For a full meal, serve with a simple tofu dish (or even some sliced baked tofu) a platter of baby carrots and cherry or grape tomatoes. Another nice addition is vegetable springMake sure to take a look at the variations following the recipe box! Recipe adapted from Plant Power by Nava Atlas.
- Three 2-ounce bundles bean-thread noodles
- 32-ounce container low-sodium vegetable broth
- 1 tablespoon grated fresh ginger, or from a jar or squeeze bottle
- 2 tablespoons soy sauce or tamari (see Note)
- 1 to 1 1/2 cups brown mushrooms, stemmed and sliced (shiitake, cremini, or about half of each)
- 2 large bok choy stalks, sliced diagonally, or 1 to 2 baby bok choy, sliced on a slight diagonal
- 1 medium red bell pepper, cut into short, narrow strips
- 1 cup frozen green peas, thawed
- 3 scallions, thinly sliced
- Freshly ground pepper to taste
- Cook the bean thread noodles according to package directions. Usually, they’re cooked as follows: Place in a shallow, heatproof container, then cover them with boiling water. Cover the container with its lid. Let the noodles soak for 15 minutes.
- Once the noodles are done, drain them and cut here and there with kitchen shears or a knife to shorten, since they’re very long.
- Meanwhile, heat the broth in a small soup pot with the ginger and the mushrooms.
- When it comes to a gentle boil, add the bok choy, bell pepper, and peas, and scallions.

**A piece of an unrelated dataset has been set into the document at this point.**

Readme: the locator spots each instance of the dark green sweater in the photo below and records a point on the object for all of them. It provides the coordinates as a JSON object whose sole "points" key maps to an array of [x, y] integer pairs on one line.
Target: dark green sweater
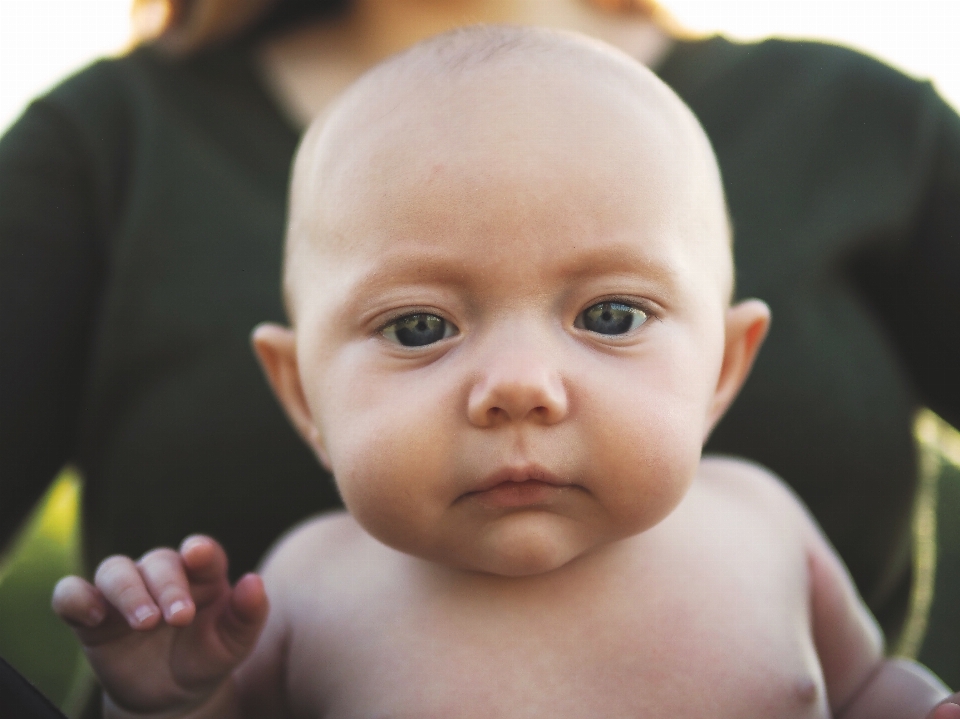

- Return to a simmer, then remove from the heat and grind in some pepper.
- Divide the noodles between four large soup bowls. Ladle the soup over them and serve at once.
Use gluten-free soy sauce or tamari to keep this recipe gluten-free.
As mentioned in the headnote, if you're concerned about gluten, check the package labeling of the bean-threads to see if there's a disclaimer.
Make sure to see the variations following this recipe box.
Amount Per Serving:Calories: 210 Total Fat: 1g Saturated Fat: 0g Trans Fat: 0g Unsaturated Fat: 1g Cholesterol: 0mg Sodium: 500mg Carbohydrates: 39g Fiber: 10g Sugar: 9g Protein: 4g
- Vary the quick-cooking veggies according to what you have on hand. Baby corn, snow peas, shredded zucchini, very small broccoli florets are just a few possibilities. In place of the baby spinach you can use baby arugula, watercress, or thinly sliced romaine lettuce.
- Use Asian rice vermicelli, soba, or udon noodles in place of the bean threads. Cook according to package directions as the first step of this recipe.